Chapter 7 Bankruptcy Denver

Chapter 7 Bankruptcy law is covered under Title 11 of the US Code. There are two chapters consumer debtors routinely file under: Chapter 7 and Chapter 13. In some rare cases, a high net worth individual may file under chapter 11. This article discusses what happens after a chapter 7 bankruptcy is filed and does not address chapter 13 bankruptcy.

There are many reasons a person may file bankruptcy.  The process begins by filing a petition and related schedules with the US Bankruptcy Court for the District of Colorado. The person filing bankruptcy is known as a debtor. It is highly advisable that a debtor seek legal counsel before filing bankruptcy. The Colorado Bankruptcy Court advises debtors to use a Chapter 7 Bankruptcy Attorney to represent their case.

Bankruptcy Automatic Stay

Upon the filing of a bankruptcy petition and related schedules, the automatic stay goes into effect. The stay stops all collection activity including repossessions, foreclosures, and wage garnishments. The notice must be properly drafted and served upon the correct parties for any garnishments or foreclosures to stop. After a few days, the court will mail notice to all listed creditors notifying them of the bankruptcy case. In most cases, a bankruptcy attorney drafts the petition and related documents for filing with the court. Debtors are cautioned against using a petition preparer because most pro se cases are dismissed or result in the debtor losing assets they could have protected.

341(a) Creditor’s Meeting

The court sets a creditor’s meeting which is usually held about 30 days from the date of filing. It is rare for creditors to appear. The debtor and debtor’s attorney are required to meet with the trustee to discuss the case. The debtor must bring certain documents to the meeting including most recent bank statements, pay stubs, trustee information sheet, picture ID and social security card. Most meetings last no more than 15 minutes. However, in more complex cases the meeting can take up to an hour. An attorney will advise you what to expect during the meeting and discuss the questions the trustee will likely ask. It is common for the trustee to request additional information or documents after the meeting.

Bankruptcy Trustee Administers the Case

The court appoints a trustee to administer the bankruptcy estate. A chapter 7 trustee is responsible for liquidating non-exempt assets and distributing proceeds to creditors. Many cases are no asset cases. Most debtors have few, if any, assets which are unprotected by Colorado state law.  The protection is not automatic. To protect assets, the asset schedules must be properly drafted and must reference the applicable exemption statutes.
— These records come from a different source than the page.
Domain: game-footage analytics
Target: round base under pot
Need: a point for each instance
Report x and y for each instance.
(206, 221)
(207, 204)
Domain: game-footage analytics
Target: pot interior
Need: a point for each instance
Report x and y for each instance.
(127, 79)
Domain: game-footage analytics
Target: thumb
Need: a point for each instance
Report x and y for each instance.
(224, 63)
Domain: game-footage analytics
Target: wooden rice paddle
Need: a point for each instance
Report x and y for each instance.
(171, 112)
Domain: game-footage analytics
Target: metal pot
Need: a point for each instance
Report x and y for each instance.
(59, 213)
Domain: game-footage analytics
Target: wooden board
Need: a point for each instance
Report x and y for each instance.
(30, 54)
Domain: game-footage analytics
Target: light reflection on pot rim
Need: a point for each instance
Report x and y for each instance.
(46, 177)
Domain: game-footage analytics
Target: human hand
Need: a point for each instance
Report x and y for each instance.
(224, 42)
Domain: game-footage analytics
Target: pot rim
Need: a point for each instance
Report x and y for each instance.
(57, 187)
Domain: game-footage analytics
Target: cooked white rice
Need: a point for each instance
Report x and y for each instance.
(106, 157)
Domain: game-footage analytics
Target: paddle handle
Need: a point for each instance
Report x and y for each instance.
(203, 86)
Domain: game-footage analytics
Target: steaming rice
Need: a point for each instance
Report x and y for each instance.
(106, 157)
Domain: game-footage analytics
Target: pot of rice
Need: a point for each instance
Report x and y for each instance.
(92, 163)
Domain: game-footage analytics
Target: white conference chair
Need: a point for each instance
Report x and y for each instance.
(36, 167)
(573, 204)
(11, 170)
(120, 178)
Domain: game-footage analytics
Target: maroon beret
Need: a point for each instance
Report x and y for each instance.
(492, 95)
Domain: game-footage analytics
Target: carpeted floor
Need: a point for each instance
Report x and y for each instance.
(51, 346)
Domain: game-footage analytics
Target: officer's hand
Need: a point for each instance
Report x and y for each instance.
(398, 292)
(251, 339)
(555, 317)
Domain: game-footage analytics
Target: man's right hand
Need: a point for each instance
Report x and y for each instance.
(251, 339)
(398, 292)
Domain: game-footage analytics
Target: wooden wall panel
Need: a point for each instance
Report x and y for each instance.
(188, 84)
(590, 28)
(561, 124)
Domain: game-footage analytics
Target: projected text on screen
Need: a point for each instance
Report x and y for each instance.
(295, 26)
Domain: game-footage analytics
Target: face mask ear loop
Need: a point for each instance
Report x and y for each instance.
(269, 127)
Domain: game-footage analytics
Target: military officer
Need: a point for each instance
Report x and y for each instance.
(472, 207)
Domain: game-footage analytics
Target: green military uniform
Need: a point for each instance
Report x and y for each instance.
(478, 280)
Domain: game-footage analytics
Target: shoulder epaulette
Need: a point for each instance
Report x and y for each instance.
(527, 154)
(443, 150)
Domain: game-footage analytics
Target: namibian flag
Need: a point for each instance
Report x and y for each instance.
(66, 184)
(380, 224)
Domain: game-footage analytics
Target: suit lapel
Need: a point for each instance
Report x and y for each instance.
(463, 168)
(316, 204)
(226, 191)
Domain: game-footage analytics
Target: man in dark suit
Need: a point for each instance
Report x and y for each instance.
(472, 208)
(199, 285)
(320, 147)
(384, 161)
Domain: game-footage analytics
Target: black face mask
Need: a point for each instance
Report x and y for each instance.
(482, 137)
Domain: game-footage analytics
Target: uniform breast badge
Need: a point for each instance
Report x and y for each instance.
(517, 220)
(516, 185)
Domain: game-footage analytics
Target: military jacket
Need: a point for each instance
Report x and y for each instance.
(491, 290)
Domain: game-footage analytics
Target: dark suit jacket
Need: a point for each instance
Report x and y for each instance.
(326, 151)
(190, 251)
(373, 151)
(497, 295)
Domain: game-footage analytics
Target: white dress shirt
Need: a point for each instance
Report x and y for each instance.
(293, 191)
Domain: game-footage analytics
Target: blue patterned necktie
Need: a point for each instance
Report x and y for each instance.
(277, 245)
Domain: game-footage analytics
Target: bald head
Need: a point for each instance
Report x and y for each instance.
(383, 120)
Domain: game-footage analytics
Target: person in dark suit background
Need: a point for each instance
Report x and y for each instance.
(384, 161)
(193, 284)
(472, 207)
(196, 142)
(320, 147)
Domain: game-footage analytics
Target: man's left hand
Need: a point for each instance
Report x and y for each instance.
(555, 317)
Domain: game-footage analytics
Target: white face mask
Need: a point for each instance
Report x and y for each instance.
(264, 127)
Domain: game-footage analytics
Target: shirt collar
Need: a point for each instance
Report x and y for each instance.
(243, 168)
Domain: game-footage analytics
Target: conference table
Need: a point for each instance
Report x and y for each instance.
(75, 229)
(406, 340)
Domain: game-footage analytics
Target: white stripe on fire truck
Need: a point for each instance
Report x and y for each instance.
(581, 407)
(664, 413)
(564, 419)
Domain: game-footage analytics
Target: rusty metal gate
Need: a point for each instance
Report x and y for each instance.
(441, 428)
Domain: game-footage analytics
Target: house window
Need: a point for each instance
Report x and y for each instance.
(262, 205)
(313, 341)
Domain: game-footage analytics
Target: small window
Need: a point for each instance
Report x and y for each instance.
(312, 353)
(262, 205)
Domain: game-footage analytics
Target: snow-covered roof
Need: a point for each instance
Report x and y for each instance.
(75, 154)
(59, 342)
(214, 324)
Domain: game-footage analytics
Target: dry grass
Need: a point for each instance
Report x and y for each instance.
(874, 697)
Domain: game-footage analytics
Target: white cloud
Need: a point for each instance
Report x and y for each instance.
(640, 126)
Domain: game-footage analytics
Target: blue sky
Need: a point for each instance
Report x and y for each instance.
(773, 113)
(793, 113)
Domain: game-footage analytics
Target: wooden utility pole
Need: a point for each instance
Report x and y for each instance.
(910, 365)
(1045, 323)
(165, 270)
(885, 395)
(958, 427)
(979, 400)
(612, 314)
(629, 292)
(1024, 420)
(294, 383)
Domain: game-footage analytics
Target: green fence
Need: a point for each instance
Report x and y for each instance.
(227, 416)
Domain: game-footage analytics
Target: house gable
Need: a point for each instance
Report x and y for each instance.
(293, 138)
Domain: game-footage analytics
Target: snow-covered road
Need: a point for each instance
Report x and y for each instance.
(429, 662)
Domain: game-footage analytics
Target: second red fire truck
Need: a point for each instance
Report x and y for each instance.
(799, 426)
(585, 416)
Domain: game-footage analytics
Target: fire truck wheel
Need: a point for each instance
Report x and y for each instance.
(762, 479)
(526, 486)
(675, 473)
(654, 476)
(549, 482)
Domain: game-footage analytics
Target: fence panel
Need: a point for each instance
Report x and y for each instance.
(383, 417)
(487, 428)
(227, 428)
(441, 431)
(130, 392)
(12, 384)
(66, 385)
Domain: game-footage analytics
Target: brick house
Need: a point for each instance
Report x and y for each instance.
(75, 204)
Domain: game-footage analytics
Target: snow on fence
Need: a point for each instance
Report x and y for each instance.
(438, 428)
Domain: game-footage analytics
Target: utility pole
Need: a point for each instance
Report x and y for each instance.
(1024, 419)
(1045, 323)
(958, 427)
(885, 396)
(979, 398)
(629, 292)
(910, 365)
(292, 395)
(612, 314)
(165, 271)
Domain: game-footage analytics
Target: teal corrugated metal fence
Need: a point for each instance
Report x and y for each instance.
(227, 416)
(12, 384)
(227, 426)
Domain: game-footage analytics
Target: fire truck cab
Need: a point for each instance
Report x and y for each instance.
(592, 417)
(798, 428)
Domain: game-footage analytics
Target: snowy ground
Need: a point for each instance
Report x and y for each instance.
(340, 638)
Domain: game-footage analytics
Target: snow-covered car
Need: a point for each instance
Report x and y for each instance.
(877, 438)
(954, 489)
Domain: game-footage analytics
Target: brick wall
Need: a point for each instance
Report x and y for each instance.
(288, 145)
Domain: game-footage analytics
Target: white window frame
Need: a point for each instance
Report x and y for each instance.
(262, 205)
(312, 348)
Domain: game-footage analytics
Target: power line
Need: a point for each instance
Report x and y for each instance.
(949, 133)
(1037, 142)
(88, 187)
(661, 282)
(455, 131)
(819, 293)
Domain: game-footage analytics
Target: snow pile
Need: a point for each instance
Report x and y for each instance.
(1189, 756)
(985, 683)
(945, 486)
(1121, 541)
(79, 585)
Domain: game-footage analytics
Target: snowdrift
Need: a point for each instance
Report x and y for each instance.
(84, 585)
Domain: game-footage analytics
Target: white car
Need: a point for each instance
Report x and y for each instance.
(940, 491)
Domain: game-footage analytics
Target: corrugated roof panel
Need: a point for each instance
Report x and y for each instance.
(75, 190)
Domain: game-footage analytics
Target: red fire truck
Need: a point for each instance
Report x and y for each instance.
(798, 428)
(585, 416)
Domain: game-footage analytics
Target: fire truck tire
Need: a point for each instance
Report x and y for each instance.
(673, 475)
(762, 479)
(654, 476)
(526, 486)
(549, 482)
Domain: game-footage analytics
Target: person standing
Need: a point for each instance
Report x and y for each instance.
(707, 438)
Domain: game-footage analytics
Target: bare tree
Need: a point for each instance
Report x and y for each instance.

For debtors who own non-exempt assets, the attorney should explain what to expect prior to filing the case. A debtor represented by an experienced bankruptcy attorney should rarely encounter any significant surprises during their case. Using an attorney allows the debtor to make an informed decision about filing.  A chapter 7 bankruptcy allows the debtor to receive a discharge of pre-petition debts in exchange for surrendering any non-exempt property. The debtor must comply with the trustee’s lawful demands in order to receive or maintain a discharge. Utilizing an attorney will ensure that the debtor does not lose property that could be protected.

Certain Debts are Non-Dischargeable

Bankruptcy Code 523 provides several types of debts which cannot be included in a chapter 7 discharge. Certain debts which are non-dischargeable may nevertheless be discharged if the creditor fails to object to the discharge by filing an adversary complaint with the bankruptcy court. These include debts which were incurred under false pretenses or fraud or embezzlement. Other non-dischargeable debts do not require the creditor to object. These include: student loans (including private student loans), most tax claims, claims owed to a government entity, and family support obligations.

Debtor receives a discharge

Approximately 90 days after the case is filed, the court will enter a discharge and mail a copy to all the creditors. It is at this point that the debtor can start rebuilding credit.